Odds and Tight Ends

CONGRATULATIONS! To my cousin Ryan for getting drafted by the New England Patriots (my favorite football team with my favorite quarter back). Surely, he'll be able to sneak me in the locker room!


Anger Management II

I have 16 years worth of "he's a controlling ass" stories from my marriage. I was so relieved when that divorce was final and I had a chance to start over and gain control of my own life - FINALLY! Last summer, when he somehow successfully snagged a serious (and HOT!) girlfriend, I went OUT OF MY MIND with rage - that tramp was in MY house, petting MY dog and how could HE find someone to love when I couldn't and he's rich and I'm poor and life's not fair, wahhhhh! I drove by the house several times a day, used my garage door opener in the middle of the night, searched through the house when he wasn't there, called at half-hour increments, googled his girlfriend, then called and drove by HER house. My anger was consuming me.

After three weeks at this grueling pace of frantic behavior, I agreed to a pool party (yeah, 'cause even psychos need a day off). All day with minimal clothing, lots of beer, splashing and sun, my pain and rage were temporarily numbed. I followed the advice in a Supertramp song, and took the long way home, driving by the ex's house out of habit by this time, when I had a brainstorm: I'll STEAL the dog out of the backyard! She loves me more, and he doesn't deserve her! Drama-filled phone calls followed when he noticed she was gone so he called to fight about dog custody (tell me: WHY argue with a drunk woman? Do you think I'm going to suddenly think like a rational human being?). I also vaguely remember calling his girlfriend and rambling on to her answering machine about the fact that she was white trash. I'm quite intimidating with a drunken slur, let me tell you.

The next morning, I was in bed (petting my dog, heh) when my heart started palpitating. No biggee, I'm used to it, it's happened all my life. My arms went numb and I started to worry a little but decided to give it another 10 minutes just to see if it would stop. It didn't. I drove myself to the hospital a few miles away (and repeatedly got bitched out about this, but I have crappy insurance) and could barely talk at this point. After an hour in the E.R. with a heart rate of over 240 bpm, they injected something to make my heart stop and start some sort of normal rhythym...twice! I'm in my THIRTIES!!

Maybe the events are unrelated. Maybe it was a coincidence. But until you're in my shoes, or my hospital gown with hangover hair and your heart stopped, crying with waterproof mascara clumping around your eyes, please don't ask me to hold onto anger any longer than I have to.


Tylenol moment

If you ever meet me...and it's 3 a.m....and I'm drunk-ish, tell me to shut the hell up when I say we need to skip work and go to the beach for the day. Remind me that friends don't headbutt one another. Remove all writing utensils and cell phones from the premises. Then FORCE me to eat something. Odds are I didn't want to ruin my buzz and haven't eaten since lunch so I'm going to be miserable.

And these grapes looked a helluva lot better before coming up.


Gin and Platonic

For any doubters that men and women can permanently reside on the friendship plane, I give you Mel ("...take my friend - please!").

I started my first post-college job in Nashville in ’94 (I shoulda stuck with bartending). My studies were vague. I had an idea of becoming a physical therapist, but somewhere between registration and graduation, life got in the way. Too many moves, a husband, kid and the military lifestyle forced me in the direction of Plan B. I was hired on as a Field Chemist for an Environmental firm, which basically meant I traveled a 5 state region and was on the road and in hotels all week.

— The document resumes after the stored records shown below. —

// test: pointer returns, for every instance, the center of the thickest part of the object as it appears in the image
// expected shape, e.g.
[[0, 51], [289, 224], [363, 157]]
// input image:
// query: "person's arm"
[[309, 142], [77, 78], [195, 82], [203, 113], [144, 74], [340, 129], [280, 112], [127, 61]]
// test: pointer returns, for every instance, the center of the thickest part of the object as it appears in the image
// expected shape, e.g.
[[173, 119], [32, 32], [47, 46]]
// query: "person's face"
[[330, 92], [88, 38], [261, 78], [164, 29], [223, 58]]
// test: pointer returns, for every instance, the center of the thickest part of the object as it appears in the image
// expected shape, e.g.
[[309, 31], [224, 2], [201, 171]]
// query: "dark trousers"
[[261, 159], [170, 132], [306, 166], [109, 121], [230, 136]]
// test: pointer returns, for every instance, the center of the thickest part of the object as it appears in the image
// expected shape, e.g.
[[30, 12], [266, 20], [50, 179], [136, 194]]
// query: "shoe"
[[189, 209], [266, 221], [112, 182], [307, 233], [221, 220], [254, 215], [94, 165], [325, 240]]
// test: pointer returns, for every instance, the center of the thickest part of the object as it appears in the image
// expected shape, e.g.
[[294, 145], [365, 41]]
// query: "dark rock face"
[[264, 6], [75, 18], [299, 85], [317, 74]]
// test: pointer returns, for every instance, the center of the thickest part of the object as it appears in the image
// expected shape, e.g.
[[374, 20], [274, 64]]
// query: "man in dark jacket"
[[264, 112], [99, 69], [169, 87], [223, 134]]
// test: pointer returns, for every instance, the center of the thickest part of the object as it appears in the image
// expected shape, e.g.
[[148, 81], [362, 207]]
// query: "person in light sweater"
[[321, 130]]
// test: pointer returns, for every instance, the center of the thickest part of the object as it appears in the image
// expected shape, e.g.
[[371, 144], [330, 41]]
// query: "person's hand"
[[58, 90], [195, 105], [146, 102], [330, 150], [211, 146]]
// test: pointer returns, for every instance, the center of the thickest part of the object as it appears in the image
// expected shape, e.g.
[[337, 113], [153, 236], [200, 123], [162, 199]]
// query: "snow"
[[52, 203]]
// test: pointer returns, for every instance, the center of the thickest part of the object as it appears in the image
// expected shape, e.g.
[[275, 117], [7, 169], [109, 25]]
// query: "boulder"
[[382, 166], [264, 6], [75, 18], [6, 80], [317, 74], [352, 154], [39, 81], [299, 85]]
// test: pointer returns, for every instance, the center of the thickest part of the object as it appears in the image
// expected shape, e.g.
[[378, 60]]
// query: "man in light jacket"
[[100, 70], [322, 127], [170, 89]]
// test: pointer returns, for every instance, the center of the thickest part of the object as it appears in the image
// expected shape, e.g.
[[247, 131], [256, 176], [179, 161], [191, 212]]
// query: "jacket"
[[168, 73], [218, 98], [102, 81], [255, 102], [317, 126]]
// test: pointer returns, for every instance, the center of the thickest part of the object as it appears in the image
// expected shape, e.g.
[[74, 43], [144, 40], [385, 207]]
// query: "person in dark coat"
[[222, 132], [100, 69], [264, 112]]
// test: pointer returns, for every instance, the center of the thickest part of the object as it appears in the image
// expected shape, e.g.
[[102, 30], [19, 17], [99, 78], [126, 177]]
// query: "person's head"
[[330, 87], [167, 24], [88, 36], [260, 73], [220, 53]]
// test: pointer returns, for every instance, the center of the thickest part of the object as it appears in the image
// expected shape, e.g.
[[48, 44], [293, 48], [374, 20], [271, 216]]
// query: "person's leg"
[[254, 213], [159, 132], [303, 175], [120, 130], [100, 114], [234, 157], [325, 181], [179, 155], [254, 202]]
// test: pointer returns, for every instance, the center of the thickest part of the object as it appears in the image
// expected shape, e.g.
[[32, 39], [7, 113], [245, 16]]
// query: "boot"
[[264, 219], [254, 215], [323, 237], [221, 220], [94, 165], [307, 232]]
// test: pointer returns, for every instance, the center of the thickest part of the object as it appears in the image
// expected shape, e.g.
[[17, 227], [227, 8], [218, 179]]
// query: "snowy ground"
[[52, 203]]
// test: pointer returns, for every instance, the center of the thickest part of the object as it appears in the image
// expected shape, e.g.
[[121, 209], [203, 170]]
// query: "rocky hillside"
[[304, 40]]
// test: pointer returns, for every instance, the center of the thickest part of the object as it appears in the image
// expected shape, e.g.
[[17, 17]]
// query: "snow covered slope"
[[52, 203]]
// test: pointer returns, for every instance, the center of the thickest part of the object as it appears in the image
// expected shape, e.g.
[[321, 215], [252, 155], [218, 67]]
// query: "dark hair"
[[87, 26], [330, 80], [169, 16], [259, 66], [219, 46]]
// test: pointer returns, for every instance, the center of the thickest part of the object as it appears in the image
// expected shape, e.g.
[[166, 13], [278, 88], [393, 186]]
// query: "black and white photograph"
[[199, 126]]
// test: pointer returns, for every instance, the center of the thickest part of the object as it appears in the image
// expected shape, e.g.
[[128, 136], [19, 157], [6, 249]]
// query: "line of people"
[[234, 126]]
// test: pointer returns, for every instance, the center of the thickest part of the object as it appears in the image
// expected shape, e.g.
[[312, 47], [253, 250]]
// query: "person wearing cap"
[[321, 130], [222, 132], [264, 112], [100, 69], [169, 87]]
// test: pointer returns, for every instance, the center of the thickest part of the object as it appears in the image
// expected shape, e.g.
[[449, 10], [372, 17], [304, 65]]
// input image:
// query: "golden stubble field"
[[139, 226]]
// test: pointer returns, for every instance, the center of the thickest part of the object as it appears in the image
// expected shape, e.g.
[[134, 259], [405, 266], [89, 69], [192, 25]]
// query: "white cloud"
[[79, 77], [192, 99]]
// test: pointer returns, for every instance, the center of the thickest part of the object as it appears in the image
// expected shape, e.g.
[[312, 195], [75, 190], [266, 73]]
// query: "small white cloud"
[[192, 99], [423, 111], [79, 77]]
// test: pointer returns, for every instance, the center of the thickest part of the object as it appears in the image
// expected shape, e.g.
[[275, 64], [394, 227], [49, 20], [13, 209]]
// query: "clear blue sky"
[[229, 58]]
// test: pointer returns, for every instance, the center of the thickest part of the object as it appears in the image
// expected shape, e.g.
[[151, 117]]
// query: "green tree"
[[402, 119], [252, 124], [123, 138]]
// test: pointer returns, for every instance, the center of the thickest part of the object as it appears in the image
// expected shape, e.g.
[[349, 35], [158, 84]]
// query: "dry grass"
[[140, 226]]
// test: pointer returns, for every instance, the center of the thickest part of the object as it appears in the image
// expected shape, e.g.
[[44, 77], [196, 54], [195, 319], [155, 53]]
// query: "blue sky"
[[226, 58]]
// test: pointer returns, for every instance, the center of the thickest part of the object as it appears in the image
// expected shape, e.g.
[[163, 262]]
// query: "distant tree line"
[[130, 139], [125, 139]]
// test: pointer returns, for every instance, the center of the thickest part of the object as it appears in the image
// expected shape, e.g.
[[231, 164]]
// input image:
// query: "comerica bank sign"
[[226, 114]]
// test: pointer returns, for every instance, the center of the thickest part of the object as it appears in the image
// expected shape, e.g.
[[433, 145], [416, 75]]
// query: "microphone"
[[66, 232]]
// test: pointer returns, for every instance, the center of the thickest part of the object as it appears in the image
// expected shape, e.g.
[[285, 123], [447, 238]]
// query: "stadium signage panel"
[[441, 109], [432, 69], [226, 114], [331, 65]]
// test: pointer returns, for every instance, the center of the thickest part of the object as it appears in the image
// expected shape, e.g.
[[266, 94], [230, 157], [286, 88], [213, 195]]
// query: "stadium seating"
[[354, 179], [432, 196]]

Mel had been with the company about a year before I started. He was a newlywed (lovesick, blech, but I tried not to hold it against him) and an all-around great guy. We hit it off immediately with our shared sense of humor and interest in beer and music - anyone who owns a Depeche Mode cd gets 20 bonus points in my world!

Sometimes, for me anyway, you meet someone and know. We were instantly friends - no walls to break, no awkward silences to overcome. It wasn’t lust, or love or any other complicated emotion – just a feeling that we had been close before and he would never hurt me. And he never did.

After I moved to Germany, we kept in touch via email, and we've continued to make cds for each other over the years. Neither of us ever crossed that line of friendship. Part of what I admire so much about him is that he would never consider cheating on his wife.

He lives in St. Louis now, but when his company won my contract, he was sent down to make sure the environmental program was running well...and now I expect I'll get to see him regularly. Next time, however, we are NOT staying up all night talking. One of us is getting too old for that.


Of all the LEAST likely places to nap...it's a good thing I looked before turning on the water.